While in some manufacturing organizations 40 percent of the staff is temporary labour, Clover Tool always avoided this practice. And when COVID hit, the company once again rose to a very challenging occasion.
“There has never been a shutdown of that magnitude in automotive,” says Robert. “It was surreal. In the beginning, we were able to keep as many people as we could pay to try to keep people with food on the table.”
The company also strove to keep its employees as safe as possible. “We never had a work spread, or work case of COVID, where it spread internally, which we’re proud of,” says Robert. “From the beginning, we had all the countermeasures in place, from electronic screening to temperature checks, and everybody came on board. I’m so proud of everybody.
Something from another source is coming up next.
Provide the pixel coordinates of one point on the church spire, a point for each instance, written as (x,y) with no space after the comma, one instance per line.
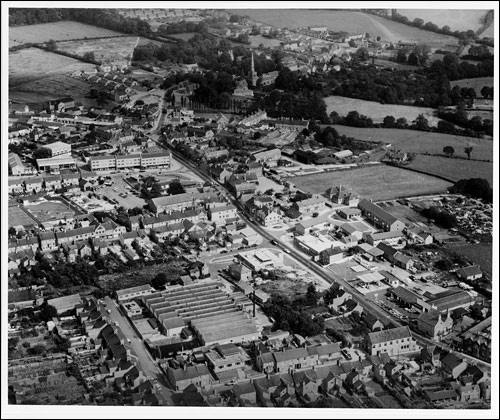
(253,74)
They really tried their hardest to keep everybody else safe.”
That sense of camaraderie has extended to other areas as well. “That engagement and fulfillment has helped bring those results to our customers, and we also enjoy a lot of social events,” George says. This includes a recent outreach program with Toronto Conservation, cleaning up a park; potlucks, barbecues, and picnics; and charitable work for Sick Kids Hospital and Cortellucci Vaughan Hospital.
Staying safe, staying desirable
In terms of wages, while Clover Tool can’t necessarily out-compete everyone else with dollars and cents, it can compete very well with its company culture as well as its “next level” quality standard, especially in a stamping environment, says Robert. The company’s customer rejections have been well below industry levels—“pretty much near perfect” for a stamping environment.
“In terms of safety we’ve also definitely been well above the standard,” says George. “Our WSIB rates are lower than the industry standard; currently we are 1400 days without a lost time accident.”
He adds that in the past 15-plus years, with regard to safety, Clover Tool has enjoyed very good standing in terms of few or no incidents at work, creating a work environment that both attracts workers and keeps them safe.
“We go above and beyond with our employees, so much so that we’ve had employees leave and within two weeks call and ask to come back,” says George. “We’ve succeeded in creating an environment where people want to stay.”